[Static Analyzer Query] Why is suppress-null-return-paths enabled by default?

Hi,
I was running the following code through clang SA -

#include <stdlib.h>
int* myAlloca(int i,int maxCount) {
if (i >= maxCount)
return 0;
int* k = (int*) malloc(sizeof(int));
return k;
}

int main() {
int max = 1;
for(int i =0;i< 2;i++) {
int* k = myAlloca(i,max);
*k = 1;
}
return 0;
}

This code will result in Null Deference in the second iteration of for loop.
When i debugged i found that the reason for it is by default null return paths are suppressed by clang SA.

Running the above code with suppress-null-return-paths=false gives the desired result.

Any particular reason why this flag is enabled by default in clang SA?

Isn’t it common in code to return null from a function in case we have a failure and hence can result in deref if used further?

Shouldn’t we be disabling this by default? or am i missing something?

Thanks
Karthik Bhat

Hi, Karthik. It’s true that the suppress-null-return-paths option suppresses many real errors. However, it also handles keeps us from reporting a huge number of false positives. Consider this silly example involving DenseMap:

llvm::DenseMap<const void*, const MemRegion *> map;
const MemRegion *getBaseRegion(const void *key) {
return map[key]->getBaseRegion();
}

In this case, “key” is known to be in the map, so we just look up the value and immediately dereference it. However, the analyzer isn’t smart enough to model a DenseMap, so it considers the case where the key is not in the map, which means a default-constructed value is inserted and returned (in this case, a null pointer). And we get a warning. Using an assert to silence the warning requires rewriting the code in terms of find(), which is not as clean.

Another instance is a case where some API wraps a dyn_cast (or equivalent):

RValue *getOperand(int i) {
return dyn_cast(getRawOperand(i));
}

In the general case, you don’t know if the operand is actually an RValue, but in some particular case (such as dealing with the arguments of a known builtin), you might have that information already. But again, the analyzer doesn’t know that, so if you try to use the result of getOperand() immediately, we get a warning.
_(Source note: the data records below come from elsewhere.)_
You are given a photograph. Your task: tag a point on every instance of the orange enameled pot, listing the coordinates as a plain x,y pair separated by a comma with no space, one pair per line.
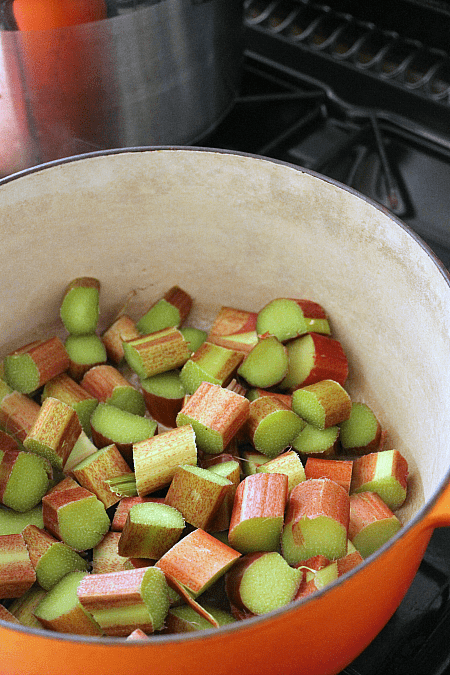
241,230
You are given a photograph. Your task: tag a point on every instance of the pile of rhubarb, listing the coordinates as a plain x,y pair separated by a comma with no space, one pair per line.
157,477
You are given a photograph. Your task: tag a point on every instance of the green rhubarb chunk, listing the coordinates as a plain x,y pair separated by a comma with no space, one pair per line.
193,373
84,410
312,440
79,310
166,385
128,398
62,599
309,537
270,583
276,431
361,427
27,483
257,534
266,364
195,337
316,325
208,440
155,594
162,315
283,318
21,373
83,523
13,522
162,526
56,562
307,405
301,357
86,349
186,619
368,540
120,425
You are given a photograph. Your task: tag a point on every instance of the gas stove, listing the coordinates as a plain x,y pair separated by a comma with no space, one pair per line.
360,92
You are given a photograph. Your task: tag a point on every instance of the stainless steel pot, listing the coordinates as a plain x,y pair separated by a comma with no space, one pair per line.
162,73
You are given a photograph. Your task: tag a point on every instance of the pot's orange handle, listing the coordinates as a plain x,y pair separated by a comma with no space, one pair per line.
49,14
439,515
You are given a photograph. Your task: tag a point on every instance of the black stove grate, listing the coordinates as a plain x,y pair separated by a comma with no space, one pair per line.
358,117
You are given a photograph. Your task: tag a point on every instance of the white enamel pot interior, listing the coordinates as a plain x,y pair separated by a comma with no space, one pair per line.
240,230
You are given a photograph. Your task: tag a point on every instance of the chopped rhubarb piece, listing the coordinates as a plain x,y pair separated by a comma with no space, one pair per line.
385,473
266,364
121,330
313,564
314,442
170,310
210,363
61,611
251,460
316,521
156,459
372,522
197,493
315,317
230,470
106,558
157,352
79,309
12,522
93,472
185,619
75,516
150,530
8,442
261,582
121,602
54,432
312,358
197,561
31,366
85,351
258,513
18,412
164,396
239,342
361,433
288,463
83,448
338,470
231,321
17,573
123,508
113,425
5,615
52,559
323,404
216,415
23,608
195,337
65,389
137,634
352,559
282,318
108,385
271,425
256,392
24,479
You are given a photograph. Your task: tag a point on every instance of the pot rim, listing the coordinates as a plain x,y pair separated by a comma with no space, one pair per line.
419,517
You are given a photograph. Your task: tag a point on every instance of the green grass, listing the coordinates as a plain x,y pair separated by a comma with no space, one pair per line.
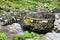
3,36
27,35
23,4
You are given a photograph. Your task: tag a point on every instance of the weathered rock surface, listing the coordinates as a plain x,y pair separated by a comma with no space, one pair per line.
52,36
42,22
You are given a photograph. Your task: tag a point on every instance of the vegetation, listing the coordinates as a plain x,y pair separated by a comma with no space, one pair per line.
24,4
3,36
27,35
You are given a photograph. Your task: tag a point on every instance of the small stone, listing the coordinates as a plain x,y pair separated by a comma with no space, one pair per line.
52,36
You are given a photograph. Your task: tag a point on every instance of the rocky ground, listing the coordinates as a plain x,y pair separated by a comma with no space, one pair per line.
10,23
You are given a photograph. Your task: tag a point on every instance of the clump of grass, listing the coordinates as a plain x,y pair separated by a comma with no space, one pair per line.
3,36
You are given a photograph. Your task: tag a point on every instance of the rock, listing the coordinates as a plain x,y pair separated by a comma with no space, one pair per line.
41,22
56,10
15,27
57,22
52,36
29,39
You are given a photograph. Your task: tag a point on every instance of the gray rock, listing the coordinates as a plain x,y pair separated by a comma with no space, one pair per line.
29,39
52,36
17,28
57,22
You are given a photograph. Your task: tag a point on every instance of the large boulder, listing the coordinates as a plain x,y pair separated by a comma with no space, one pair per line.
57,22
52,36
39,22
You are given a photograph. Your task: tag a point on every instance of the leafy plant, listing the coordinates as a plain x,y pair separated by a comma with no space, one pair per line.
3,36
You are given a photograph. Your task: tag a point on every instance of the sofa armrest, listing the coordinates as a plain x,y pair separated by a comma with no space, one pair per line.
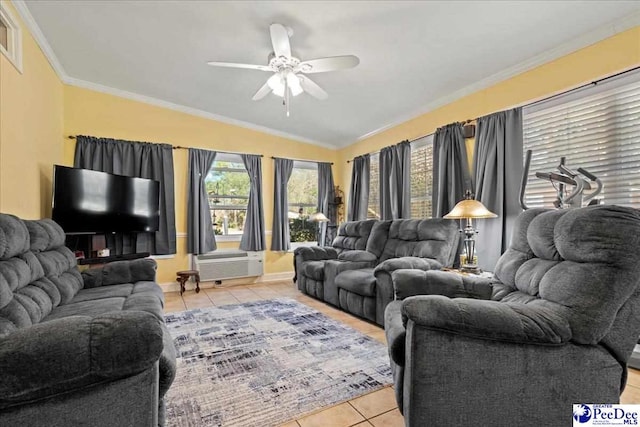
315,253
117,272
409,262
73,352
412,282
358,256
395,332
489,320
334,267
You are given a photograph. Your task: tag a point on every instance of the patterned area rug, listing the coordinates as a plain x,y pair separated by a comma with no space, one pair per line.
265,363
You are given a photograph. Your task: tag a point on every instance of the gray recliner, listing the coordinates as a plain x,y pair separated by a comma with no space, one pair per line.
555,326
78,349
309,261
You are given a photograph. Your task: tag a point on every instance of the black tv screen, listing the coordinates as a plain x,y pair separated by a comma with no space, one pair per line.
87,201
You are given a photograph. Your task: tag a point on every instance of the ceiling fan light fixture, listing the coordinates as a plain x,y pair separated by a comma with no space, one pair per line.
294,84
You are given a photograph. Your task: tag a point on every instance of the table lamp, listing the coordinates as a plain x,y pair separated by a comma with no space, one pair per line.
469,209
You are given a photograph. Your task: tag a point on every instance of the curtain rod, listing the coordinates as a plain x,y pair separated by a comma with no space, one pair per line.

if (getOperand(0)->isConstant()) { … }

Silencing this warning requires introducing a new temporary variable. It’s not impossible, but it’s the sort of hassle that makes people give up on the static analyzer.

These two examples are based on a ridiculous number of false positives reported in LLVM before we added this suppression. I think Anna and Ted and I all agree that it could be much better, to catch cases where the use really is plausible and accidental. But it’s hard to differentiate those. So, patches and suggestions welcome.

Hope that answers your question. (This should probably be put in some advanced analyzer FAQ somewhere…)
Jordan

Hi,
I was running the following code through clang SA -

#include <stdlib.h>
int* myAlloca(int i,int maxCount) {
  if (i >= maxCount)
    return 0;
  int* k = (int*) malloc(sizeof(int));
  return k;
}

int main() {
  int max = 1;
  for(int i =0;i< 2;i++) {
    int* k = myAlloca(i,max);
    *k = 1;
  }
  return 0;
}

This code will result in Null Deference in the second iteration of for loop.
When i debugged i found that the reason for it is by default null return paths are suppressed by clang SA.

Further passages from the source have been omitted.